The converse is false

This problem has parameters (n,k) that we can vary. Let P(n,k) be the predicate asserting that every set S of k positive integers each at most n has distinct subsets with the same sum. Then we have seen above that P(100,10) is true, and that P(7,4) is false.

For another example, we can show that P(14,8) is true, using the pigeonhole principle as above: there are 2^8=256 possible subsets, and only 85 possible sums from zero to 7+8+9+10+11+12+13+14=84.

Can we make k smaller, and guarantee that smaller sets of integers still must have distinct subsets with the same sum? We can; the reader can verify that the pigeonhole argument works to show that P(14,7) is also true.
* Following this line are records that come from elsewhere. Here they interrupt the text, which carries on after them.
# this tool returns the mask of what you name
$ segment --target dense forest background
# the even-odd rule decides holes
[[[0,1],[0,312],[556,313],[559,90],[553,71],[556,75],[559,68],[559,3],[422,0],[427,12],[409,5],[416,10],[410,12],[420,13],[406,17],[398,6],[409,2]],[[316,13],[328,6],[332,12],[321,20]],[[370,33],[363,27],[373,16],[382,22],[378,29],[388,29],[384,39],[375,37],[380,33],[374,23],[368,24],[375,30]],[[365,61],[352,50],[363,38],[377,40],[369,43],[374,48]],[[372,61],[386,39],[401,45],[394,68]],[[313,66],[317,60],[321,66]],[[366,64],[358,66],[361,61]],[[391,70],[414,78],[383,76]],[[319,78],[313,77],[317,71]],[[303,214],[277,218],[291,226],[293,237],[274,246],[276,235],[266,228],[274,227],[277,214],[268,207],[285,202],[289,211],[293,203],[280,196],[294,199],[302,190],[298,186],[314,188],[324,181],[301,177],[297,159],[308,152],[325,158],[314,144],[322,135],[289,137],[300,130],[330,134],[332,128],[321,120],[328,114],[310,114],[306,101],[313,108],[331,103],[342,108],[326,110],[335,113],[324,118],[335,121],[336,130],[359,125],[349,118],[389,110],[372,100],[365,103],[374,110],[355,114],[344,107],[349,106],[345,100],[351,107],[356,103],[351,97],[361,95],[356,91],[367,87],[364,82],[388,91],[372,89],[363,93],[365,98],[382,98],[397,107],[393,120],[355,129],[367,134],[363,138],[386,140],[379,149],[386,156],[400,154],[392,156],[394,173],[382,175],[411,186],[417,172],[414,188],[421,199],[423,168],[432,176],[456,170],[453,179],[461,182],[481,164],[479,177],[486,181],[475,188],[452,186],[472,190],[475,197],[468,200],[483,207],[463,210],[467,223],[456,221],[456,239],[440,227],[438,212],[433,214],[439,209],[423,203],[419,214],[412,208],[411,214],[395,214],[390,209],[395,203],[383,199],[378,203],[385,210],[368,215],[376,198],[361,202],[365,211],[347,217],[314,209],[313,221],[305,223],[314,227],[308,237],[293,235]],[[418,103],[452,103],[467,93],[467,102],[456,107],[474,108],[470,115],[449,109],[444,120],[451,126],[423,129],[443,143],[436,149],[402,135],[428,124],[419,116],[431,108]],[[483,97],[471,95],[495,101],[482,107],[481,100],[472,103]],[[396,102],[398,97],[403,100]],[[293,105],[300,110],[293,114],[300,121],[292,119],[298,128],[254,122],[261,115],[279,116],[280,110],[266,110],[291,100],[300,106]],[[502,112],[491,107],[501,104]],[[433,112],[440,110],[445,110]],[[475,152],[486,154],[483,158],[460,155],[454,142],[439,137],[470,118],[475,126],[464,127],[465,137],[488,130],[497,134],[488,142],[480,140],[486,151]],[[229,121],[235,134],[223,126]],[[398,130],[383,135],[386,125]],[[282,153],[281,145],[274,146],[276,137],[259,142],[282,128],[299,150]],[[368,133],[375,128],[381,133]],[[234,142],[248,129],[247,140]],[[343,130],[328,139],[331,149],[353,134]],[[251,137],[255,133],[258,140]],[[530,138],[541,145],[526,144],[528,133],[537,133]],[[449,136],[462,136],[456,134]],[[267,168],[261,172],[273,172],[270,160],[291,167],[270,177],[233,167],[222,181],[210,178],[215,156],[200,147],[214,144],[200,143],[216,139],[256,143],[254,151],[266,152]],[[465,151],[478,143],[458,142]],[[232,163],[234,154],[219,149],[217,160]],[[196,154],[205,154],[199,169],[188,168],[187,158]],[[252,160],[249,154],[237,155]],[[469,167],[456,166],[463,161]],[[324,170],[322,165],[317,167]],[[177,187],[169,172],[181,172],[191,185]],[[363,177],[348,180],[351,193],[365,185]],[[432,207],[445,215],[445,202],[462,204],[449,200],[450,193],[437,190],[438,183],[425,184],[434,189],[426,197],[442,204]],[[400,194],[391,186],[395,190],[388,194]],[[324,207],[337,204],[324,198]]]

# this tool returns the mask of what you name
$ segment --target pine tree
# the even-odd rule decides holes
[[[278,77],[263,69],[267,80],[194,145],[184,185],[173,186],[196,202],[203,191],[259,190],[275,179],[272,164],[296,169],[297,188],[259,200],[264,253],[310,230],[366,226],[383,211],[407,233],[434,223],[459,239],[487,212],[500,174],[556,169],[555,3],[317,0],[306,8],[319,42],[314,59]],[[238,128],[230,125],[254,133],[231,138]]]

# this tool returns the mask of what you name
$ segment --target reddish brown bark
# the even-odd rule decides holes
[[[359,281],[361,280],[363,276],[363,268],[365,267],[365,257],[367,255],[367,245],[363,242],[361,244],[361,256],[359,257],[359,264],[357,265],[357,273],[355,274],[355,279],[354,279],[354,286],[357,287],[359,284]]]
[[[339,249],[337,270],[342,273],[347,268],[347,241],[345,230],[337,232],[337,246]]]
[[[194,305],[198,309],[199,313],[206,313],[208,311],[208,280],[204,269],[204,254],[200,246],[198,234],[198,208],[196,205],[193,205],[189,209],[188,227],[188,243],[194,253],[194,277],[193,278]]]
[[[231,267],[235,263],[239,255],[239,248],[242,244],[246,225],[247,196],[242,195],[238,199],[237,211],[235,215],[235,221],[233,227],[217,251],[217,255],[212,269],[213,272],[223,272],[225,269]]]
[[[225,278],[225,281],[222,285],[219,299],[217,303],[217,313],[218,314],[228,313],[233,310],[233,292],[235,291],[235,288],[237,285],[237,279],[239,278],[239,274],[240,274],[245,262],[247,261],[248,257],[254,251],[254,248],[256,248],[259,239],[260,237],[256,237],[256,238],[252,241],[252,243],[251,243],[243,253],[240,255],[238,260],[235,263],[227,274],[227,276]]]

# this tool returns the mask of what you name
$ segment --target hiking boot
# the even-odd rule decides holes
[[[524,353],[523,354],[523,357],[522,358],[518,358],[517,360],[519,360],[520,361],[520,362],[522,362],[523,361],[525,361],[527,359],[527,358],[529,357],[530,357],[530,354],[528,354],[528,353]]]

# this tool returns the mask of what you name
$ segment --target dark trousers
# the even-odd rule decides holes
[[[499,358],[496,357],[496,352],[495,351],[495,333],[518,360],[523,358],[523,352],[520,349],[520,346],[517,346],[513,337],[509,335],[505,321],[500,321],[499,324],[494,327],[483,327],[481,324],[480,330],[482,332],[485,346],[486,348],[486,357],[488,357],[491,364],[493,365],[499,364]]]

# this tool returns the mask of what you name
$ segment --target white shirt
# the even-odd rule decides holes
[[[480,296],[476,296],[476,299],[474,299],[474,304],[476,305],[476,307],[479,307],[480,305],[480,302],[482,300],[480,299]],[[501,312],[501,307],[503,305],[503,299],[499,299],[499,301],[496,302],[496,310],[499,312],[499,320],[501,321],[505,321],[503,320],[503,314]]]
What about P(14,6)? Here, the same pigeonhole argument doesn’t work: there are only 2^6=64 pigeons, but 70 available pigeonholes with sum labels from zero to 9+10+11+12+13+14=69.

However, the pigeonhole inequality being false does not imply that the desired conclusion is also necessarily false. It turns out that P(14,6) is true; our pigeonhole argument is simply not sharp enough to show it.

This specific instance P(14,6) is a nice exercise to show that we can still use the pigeonhole principle here, but we need to be more careful about how many pigeonholes we really need. But even the linked solution is still imperfect, in the sense that this refined pigeonhole argument still does not characterize those parameter values for which P(n,k) is true. For example, the refined argument doesn’t work to show P(6,4), or P(9,5), etc.

This appears to remain an open problem; see OEIS sequences A201052 and A276661 for additional reading.